= Fart lighting =

Lighting farts on fire

Lighting a fart

Fart lighting, also known as pyroflatulence or flatus ignition, is the practice of igniting the gases produced by flatulence. The resulting flame is often of a blue hue hence the act being known colloquially as a "blue angel", "blue dart" or in Australia, a "blue flame". Other colors of flame such as orange and yellow are possible depending on the mixture of gases formed in the colon.

In 1999, author Jim Dawson observed that fart lighting has been a novelty practice primarily among young men or college students for decades but is discouraged for its potential for causing harm. Such experiments typically occur on camping trips and in single-sex group residences, such as tree-houses, dormitories, or fraternity houses. With the advent of video sharing features online, hundreds of self-produced videos, both documentary as well as spoof, have been posted to sites such as YouTube. In his book The Curse of the Self: Self-Awareness, Egotism, and the Quality of Human Life, author Mark Leary explains how a great deal of unhappiness is due to people's inability to exert control over their thoughts and behavior and that "stupid stunts", including lighting flatulence, were a way to make an impression and be included in group bonding or hazing.

There are many anecdotal accounts of flatus ignition, and the activity appears in popular culture. In his book Electric Don Quixote: The Definitive Story of Frank Zappa, author Neil Slaven quotes Zappa discussing "the manly art of fart-burning", and Zappa's lyrics for "Let's Make the Water Turn Black" include "Ronny helping Kenny helping burn his poots away". Another Zappa book quotes his neighbor Kenny Williams saying that it demonstrates "compression, ignition, combustion and exhaust."
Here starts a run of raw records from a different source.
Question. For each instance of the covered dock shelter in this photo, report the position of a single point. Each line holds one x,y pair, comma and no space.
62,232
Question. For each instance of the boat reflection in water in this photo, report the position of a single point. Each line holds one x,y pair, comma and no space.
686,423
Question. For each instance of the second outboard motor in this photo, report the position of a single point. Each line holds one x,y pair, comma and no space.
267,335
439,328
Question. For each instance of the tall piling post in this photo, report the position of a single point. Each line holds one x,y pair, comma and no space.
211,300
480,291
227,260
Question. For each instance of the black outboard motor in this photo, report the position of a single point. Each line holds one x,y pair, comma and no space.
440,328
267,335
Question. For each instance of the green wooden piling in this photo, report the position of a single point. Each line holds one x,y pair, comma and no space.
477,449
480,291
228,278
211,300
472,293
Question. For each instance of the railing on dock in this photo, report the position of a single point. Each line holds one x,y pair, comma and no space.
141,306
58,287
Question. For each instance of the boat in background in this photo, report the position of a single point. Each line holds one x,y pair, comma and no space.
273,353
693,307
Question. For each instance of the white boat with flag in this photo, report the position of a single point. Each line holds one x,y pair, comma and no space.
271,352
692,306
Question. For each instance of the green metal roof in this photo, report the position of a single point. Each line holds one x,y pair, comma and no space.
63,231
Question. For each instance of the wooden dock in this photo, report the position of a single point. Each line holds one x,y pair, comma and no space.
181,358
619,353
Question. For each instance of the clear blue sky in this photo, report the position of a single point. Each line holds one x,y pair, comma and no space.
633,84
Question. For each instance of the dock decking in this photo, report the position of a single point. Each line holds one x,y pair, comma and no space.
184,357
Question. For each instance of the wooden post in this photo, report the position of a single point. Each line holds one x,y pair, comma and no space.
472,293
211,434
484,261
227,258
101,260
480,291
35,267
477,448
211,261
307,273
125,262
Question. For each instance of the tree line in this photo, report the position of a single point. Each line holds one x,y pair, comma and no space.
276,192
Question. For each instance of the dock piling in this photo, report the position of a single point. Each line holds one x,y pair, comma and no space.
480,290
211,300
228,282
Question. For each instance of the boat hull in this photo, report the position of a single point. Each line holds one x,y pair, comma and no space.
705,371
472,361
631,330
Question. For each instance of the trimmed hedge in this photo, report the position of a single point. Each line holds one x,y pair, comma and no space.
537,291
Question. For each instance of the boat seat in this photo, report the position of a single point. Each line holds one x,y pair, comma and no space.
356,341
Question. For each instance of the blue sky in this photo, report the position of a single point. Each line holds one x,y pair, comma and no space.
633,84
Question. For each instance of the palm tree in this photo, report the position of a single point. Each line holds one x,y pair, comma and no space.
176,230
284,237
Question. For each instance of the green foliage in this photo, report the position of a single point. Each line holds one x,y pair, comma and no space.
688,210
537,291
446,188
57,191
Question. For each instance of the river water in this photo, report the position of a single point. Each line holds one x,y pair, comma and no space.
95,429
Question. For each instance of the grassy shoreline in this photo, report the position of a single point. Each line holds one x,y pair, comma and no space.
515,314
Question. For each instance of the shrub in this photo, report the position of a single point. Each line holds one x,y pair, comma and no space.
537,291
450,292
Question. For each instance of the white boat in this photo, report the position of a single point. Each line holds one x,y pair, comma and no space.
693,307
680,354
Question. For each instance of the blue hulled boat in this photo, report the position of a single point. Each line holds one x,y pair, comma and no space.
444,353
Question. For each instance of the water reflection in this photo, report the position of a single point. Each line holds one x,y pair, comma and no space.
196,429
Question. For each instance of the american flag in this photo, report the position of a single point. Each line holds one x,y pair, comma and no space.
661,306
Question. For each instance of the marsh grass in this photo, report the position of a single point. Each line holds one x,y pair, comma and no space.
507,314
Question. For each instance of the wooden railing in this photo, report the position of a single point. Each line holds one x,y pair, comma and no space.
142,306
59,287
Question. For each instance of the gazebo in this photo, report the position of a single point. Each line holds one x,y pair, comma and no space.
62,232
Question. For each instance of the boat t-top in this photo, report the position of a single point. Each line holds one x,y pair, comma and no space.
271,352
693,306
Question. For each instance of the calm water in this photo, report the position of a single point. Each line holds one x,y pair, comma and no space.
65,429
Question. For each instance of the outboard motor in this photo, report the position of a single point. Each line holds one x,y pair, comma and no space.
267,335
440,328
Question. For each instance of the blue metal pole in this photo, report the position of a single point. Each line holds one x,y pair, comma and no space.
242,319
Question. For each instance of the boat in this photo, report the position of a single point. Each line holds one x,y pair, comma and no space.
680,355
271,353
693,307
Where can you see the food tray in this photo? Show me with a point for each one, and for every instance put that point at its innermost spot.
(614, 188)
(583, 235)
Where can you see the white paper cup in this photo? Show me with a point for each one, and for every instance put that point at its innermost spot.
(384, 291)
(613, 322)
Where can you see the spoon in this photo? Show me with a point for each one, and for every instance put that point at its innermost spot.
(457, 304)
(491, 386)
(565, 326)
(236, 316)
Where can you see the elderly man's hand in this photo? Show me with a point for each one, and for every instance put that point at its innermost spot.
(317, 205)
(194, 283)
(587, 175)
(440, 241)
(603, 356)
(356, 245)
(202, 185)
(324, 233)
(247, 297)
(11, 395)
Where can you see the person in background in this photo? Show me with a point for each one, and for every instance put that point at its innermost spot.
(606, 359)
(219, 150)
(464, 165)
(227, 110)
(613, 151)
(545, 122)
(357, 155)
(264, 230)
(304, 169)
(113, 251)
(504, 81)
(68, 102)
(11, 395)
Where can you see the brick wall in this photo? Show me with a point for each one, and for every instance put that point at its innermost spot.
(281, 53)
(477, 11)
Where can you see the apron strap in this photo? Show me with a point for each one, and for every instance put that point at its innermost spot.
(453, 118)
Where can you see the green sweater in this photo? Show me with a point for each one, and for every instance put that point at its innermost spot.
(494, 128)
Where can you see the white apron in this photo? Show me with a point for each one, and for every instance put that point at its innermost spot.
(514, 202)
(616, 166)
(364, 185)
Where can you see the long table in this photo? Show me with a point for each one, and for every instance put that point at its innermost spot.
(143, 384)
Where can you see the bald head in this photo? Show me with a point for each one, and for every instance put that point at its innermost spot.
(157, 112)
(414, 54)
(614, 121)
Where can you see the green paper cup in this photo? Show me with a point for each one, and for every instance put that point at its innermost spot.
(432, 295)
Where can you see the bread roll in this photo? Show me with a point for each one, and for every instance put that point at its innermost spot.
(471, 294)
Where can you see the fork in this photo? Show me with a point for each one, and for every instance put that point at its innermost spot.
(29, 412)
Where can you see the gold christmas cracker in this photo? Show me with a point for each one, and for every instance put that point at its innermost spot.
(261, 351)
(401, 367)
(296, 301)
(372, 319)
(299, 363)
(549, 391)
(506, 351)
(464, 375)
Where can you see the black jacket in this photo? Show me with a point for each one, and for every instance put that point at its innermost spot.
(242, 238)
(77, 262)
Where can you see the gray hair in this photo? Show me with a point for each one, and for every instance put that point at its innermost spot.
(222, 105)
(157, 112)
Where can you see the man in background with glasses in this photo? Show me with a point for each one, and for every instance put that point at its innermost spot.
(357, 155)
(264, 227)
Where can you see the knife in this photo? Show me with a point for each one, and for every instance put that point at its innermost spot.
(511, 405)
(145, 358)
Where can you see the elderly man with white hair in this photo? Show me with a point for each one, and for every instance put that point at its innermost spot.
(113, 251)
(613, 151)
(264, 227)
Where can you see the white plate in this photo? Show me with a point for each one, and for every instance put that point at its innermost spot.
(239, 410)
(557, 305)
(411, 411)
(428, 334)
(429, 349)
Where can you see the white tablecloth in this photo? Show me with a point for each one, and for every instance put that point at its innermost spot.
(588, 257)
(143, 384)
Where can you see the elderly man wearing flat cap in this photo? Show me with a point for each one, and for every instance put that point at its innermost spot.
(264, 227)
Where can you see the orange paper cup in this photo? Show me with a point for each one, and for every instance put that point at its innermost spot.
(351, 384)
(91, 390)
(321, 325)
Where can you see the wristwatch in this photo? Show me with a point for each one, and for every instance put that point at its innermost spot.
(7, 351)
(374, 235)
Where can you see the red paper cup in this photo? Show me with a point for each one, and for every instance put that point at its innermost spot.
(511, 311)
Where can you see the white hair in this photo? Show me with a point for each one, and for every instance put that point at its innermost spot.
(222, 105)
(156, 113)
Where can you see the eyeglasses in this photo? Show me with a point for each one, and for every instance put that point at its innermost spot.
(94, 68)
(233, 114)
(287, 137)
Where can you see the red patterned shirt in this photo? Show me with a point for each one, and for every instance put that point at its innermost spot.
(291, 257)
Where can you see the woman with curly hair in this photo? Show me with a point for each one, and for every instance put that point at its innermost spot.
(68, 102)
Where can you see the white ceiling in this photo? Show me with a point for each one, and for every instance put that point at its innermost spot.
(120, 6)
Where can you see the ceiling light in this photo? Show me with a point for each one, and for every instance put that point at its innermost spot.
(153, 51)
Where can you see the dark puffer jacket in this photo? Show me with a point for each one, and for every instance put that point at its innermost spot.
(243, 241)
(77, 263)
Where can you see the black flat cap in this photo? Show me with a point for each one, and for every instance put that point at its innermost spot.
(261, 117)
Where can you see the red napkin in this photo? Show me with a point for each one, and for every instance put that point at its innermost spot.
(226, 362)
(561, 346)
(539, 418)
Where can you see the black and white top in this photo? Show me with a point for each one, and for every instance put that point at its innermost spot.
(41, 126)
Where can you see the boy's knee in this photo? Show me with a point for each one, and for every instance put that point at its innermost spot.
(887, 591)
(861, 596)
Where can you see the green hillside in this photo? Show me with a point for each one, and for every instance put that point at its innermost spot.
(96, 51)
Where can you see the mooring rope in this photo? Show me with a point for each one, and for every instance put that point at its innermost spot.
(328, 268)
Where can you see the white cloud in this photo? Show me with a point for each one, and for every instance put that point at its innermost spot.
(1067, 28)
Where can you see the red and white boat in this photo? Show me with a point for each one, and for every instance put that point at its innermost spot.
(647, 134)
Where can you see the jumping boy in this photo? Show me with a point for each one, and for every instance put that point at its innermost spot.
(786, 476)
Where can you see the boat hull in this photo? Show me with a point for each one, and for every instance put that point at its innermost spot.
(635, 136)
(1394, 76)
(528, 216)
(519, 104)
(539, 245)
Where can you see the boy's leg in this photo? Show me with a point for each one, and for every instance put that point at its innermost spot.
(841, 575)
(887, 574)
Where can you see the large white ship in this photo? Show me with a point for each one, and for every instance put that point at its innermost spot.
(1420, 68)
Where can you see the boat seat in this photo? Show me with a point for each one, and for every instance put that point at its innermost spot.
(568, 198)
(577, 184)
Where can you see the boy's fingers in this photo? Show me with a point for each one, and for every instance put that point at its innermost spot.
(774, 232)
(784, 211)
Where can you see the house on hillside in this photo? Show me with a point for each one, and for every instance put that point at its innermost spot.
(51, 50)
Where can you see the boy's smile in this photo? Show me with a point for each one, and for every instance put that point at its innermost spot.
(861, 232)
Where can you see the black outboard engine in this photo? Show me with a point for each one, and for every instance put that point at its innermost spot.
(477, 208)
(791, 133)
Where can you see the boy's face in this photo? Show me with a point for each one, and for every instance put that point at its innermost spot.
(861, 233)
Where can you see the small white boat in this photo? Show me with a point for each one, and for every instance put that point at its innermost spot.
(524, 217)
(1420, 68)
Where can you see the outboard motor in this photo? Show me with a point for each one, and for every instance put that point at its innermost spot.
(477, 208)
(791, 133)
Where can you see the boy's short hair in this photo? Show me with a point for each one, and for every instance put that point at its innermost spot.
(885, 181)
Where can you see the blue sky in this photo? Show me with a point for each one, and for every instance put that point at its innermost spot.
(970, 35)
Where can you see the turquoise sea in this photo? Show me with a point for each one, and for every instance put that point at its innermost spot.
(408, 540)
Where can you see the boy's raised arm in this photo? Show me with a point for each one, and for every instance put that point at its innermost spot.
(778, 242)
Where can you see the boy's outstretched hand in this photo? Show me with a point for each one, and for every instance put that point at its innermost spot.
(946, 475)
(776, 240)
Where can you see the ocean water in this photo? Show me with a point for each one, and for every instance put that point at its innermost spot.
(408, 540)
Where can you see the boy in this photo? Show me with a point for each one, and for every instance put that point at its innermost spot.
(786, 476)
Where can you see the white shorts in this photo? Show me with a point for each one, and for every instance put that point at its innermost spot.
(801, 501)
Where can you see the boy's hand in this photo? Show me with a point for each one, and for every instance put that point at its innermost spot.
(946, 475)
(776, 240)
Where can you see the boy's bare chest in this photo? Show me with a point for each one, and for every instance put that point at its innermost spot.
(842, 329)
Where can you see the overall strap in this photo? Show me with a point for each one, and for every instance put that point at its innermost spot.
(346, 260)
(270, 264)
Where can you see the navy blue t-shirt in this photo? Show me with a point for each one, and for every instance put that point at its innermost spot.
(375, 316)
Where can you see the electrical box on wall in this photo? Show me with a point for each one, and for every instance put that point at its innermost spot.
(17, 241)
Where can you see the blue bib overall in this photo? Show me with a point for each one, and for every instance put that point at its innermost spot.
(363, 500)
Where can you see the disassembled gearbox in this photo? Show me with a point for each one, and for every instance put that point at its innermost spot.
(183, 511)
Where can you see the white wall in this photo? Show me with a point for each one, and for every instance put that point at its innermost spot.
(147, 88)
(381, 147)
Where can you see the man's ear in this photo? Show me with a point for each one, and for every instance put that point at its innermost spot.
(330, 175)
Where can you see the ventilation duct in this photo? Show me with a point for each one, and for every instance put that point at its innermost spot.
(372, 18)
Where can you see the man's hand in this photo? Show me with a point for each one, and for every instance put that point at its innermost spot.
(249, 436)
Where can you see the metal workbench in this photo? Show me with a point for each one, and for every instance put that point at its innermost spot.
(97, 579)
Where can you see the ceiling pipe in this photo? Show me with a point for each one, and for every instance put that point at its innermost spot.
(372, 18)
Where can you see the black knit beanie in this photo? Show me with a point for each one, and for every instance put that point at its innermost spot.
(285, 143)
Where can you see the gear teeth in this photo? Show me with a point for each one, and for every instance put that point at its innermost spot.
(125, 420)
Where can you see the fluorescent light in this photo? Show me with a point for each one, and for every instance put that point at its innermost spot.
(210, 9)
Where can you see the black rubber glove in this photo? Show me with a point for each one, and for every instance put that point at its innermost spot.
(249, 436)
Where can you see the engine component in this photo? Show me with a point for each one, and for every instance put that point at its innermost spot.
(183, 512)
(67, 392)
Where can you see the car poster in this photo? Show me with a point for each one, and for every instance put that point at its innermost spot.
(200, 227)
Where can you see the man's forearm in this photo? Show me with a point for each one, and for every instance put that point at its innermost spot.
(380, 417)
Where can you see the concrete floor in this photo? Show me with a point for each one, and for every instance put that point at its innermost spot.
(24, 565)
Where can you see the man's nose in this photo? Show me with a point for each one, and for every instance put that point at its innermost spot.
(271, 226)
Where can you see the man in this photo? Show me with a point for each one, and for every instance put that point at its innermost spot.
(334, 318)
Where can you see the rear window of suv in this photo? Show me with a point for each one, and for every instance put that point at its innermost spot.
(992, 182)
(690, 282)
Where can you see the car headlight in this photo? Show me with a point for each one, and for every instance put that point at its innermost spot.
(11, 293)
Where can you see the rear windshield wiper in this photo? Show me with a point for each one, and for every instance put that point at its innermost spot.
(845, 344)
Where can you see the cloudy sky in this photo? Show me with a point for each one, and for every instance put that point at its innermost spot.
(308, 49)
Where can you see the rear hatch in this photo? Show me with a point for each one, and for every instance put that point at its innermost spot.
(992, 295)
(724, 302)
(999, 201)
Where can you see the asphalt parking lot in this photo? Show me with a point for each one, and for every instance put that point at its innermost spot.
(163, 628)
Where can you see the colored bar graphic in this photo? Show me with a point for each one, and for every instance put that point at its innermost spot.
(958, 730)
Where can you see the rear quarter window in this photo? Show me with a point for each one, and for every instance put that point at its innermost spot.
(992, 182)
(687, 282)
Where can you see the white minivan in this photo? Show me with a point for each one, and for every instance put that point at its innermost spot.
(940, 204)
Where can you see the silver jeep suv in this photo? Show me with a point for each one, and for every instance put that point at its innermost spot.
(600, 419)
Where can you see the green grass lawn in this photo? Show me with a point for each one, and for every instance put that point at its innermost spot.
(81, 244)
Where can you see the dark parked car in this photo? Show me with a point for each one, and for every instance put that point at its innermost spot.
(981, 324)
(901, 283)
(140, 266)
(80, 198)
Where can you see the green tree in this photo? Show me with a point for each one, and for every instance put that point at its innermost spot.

There have been documented cases of flatulence during surgery being inadvertently ignited causing patient injury and the risk of death.

==Chemistry==
The composition of flatus varies dramatically among individuals. Flatulence produces a mixture of gases including methane, which burns in oxygen forming water and carbon dioxide often producing a blue hue (Δ_{c}H = −891 kJ/mol), as:

CH_{4}(g) + 2 O_{2}(g) → CO_{2}(g) + 2 H_{2}O(g)

Hydrogen sulfide is also flammable (Δ_{c}H = −519 kJ/mol), and burns in oxygen to create sulfur dioxide and water.

2 H_{2}S(g) + 3 O_{2}(g) → 2 SO_{2}(g) + 2 H_{2}O(g)

===Gas production===
Some of the gases that cause flatulence, such as methane and hydrogen, are produced by bacteria which live in symbiosis within the large intestines of humans and other mammals. The gases are created as a by-product of the bacteria's digestion of food into relatively simpler substances. The oxygen and nitrogen component of flatus can be accounted for by aerophagy while the CO_{2} component results from the reaction of stomach acids (HCl) with alkaline pancreatic bile (NaHCO_{3}).

The odor associated with flatus is due to hydrogen sulfide, skatole, indole, volatile amines, and short-chain fatty acids also produced by the bacteria. These substances are detectable by olfactory neurons in concentrations as low as 10 parts per billion, hydrogen sulfide being the most detectable.